Does anyone read newspaper editorials? I never got the habit. But this one from tomorrow's Guardian in praise of Ed Davey's approach to politics is something else:
The Lib Dem leader wants to rewrite British politics – not with the language of crisis, but that of care. In a Westminster hooked on “tough choices” and resistant to compassion in policy, he offers something rare – moral clarity rooted in lived experience. He understands that care is not a luxury to be considered after the economy is “fixed”. It is, he says, the core economy. His new book is both memoir and manifesto, containing a call to abandon parliamentary introspection and recentre politics around mutual support. ...
Rooted in real life and years helping constituents through a broken system, his authority on care is hard-won. The UK has 6 million unpaid carers – 1.7 million work more than 50 hours a week. The NHS would collapse without them. Yet many carers are met not with help, but hurdles – denied adequate respite and treated as invisible.
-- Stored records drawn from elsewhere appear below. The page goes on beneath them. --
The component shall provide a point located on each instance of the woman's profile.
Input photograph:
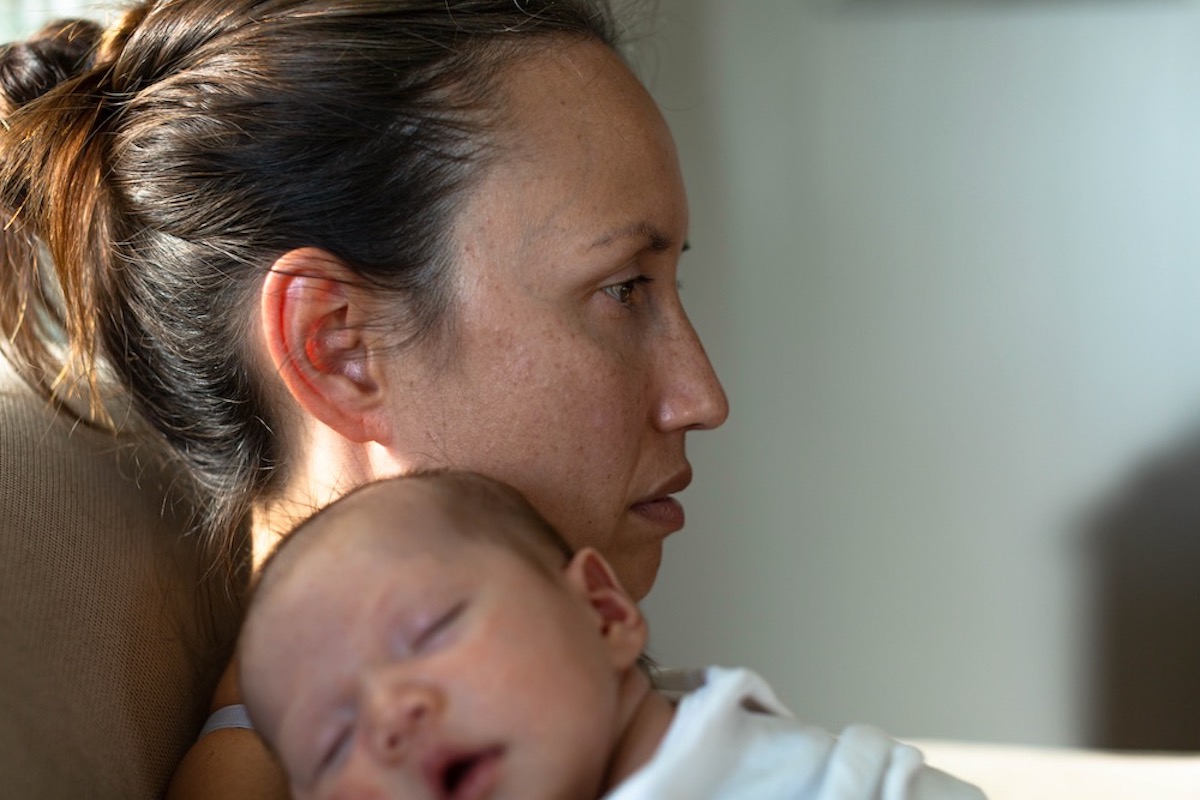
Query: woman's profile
(319, 244)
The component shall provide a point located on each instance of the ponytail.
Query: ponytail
(54, 206)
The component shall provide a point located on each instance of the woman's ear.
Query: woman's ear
(621, 621)
(313, 322)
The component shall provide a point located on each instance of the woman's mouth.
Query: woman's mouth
(664, 512)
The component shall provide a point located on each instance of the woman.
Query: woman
(327, 241)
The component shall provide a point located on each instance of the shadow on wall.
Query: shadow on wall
(1146, 599)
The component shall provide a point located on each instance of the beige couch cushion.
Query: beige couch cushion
(109, 633)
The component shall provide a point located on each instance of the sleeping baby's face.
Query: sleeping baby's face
(425, 663)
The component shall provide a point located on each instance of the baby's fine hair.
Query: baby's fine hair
(151, 173)
(480, 509)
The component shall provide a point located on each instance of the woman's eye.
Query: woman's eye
(627, 292)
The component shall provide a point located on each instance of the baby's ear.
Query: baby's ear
(619, 620)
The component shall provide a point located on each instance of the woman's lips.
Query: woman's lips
(665, 512)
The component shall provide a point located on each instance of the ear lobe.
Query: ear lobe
(621, 621)
(313, 325)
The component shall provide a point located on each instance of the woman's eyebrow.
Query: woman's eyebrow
(658, 240)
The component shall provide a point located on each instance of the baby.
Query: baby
(435, 637)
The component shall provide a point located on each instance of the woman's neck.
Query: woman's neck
(646, 716)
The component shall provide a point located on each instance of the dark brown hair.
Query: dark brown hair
(151, 173)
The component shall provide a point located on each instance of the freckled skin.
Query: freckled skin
(579, 397)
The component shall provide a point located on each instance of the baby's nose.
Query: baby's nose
(399, 713)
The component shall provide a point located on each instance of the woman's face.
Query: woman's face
(575, 373)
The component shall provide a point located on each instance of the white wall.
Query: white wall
(947, 262)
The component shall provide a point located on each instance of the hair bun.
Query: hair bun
(58, 52)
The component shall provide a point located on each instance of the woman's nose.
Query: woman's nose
(691, 395)
(399, 713)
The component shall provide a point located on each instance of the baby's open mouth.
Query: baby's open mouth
(469, 776)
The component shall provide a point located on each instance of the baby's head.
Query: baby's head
(435, 637)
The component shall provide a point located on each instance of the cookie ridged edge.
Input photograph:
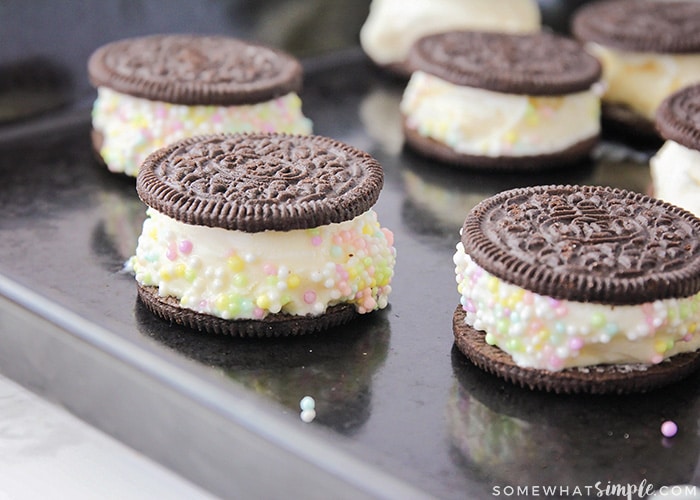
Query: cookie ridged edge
(273, 325)
(261, 217)
(673, 120)
(507, 79)
(599, 379)
(198, 92)
(490, 256)
(585, 26)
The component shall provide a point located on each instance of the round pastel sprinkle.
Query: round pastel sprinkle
(307, 403)
(308, 415)
(669, 428)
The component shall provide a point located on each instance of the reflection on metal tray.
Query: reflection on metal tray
(400, 413)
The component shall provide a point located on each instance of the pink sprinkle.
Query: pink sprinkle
(171, 253)
(389, 236)
(576, 343)
(185, 246)
(310, 297)
(669, 428)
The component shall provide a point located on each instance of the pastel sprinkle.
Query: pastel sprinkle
(669, 428)
(307, 403)
(308, 416)
(185, 246)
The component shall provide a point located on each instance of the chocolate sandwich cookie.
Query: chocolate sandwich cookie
(675, 167)
(648, 50)
(500, 101)
(579, 289)
(155, 90)
(262, 234)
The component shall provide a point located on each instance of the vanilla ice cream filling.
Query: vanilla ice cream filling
(542, 332)
(133, 127)
(481, 122)
(675, 172)
(238, 275)
(641, 80)
(392, 26)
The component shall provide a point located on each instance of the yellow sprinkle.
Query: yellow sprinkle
(236, 264)
(263, 302)
(221, 302)
(293, 281)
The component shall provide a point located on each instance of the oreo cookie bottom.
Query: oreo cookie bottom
(439, 151)
(600, 379)
(274, 325)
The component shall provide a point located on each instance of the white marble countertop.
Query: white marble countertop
(45, 452)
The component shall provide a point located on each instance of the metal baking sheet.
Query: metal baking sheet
(400, 413)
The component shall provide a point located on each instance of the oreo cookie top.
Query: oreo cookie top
(532, 64)
(640, 25)
(678, 117)
(195, 70)
(259, 182)
(586, 244)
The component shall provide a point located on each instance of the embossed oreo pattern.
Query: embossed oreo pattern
(258, 182)
(678, 117)
(590, 244)
(191, 69)
(532, 64)
(640, 25)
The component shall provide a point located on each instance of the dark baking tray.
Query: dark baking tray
(400, 413)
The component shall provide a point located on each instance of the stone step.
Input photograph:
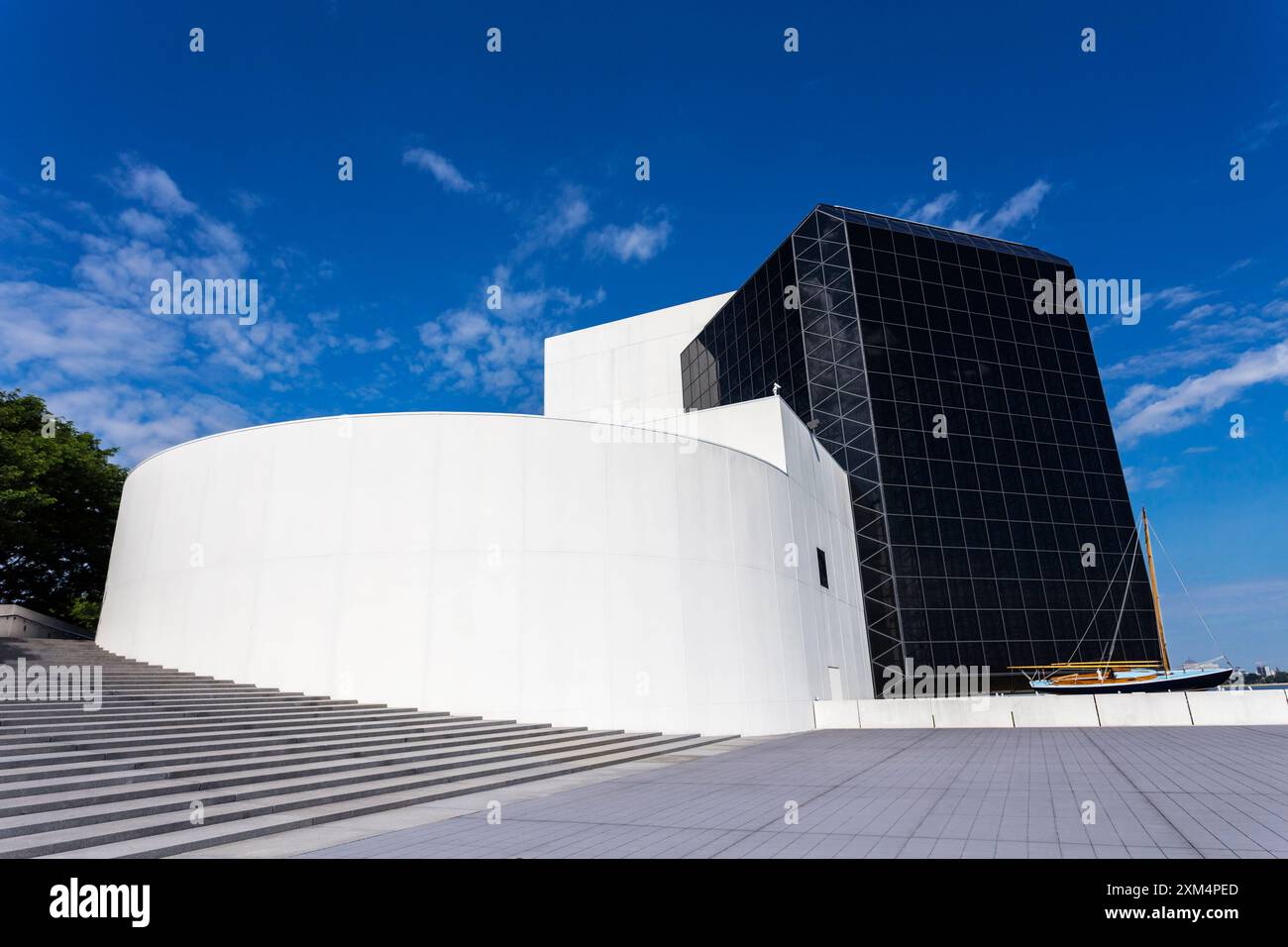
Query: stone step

This paper’s investigation into the scandal over carer’s allowance payments revealed a brutal bureaucracy punishing vulnerable people. It’s not just neglectful. It’s insulting.
Sir Ed’s proposal – to assign every family in need a named carer and social worker – is modest, sensible and overdue. He’s also had enough of the care reviews. Who can blame him? Since 1997, there have been 25 commissions, inquiries and white papers. Now ministers want Louise Casey to take three more years for a review into adult social care. He says it’s enough to make you cry.
Yes, John Harris pays a warm tribute too, in his column.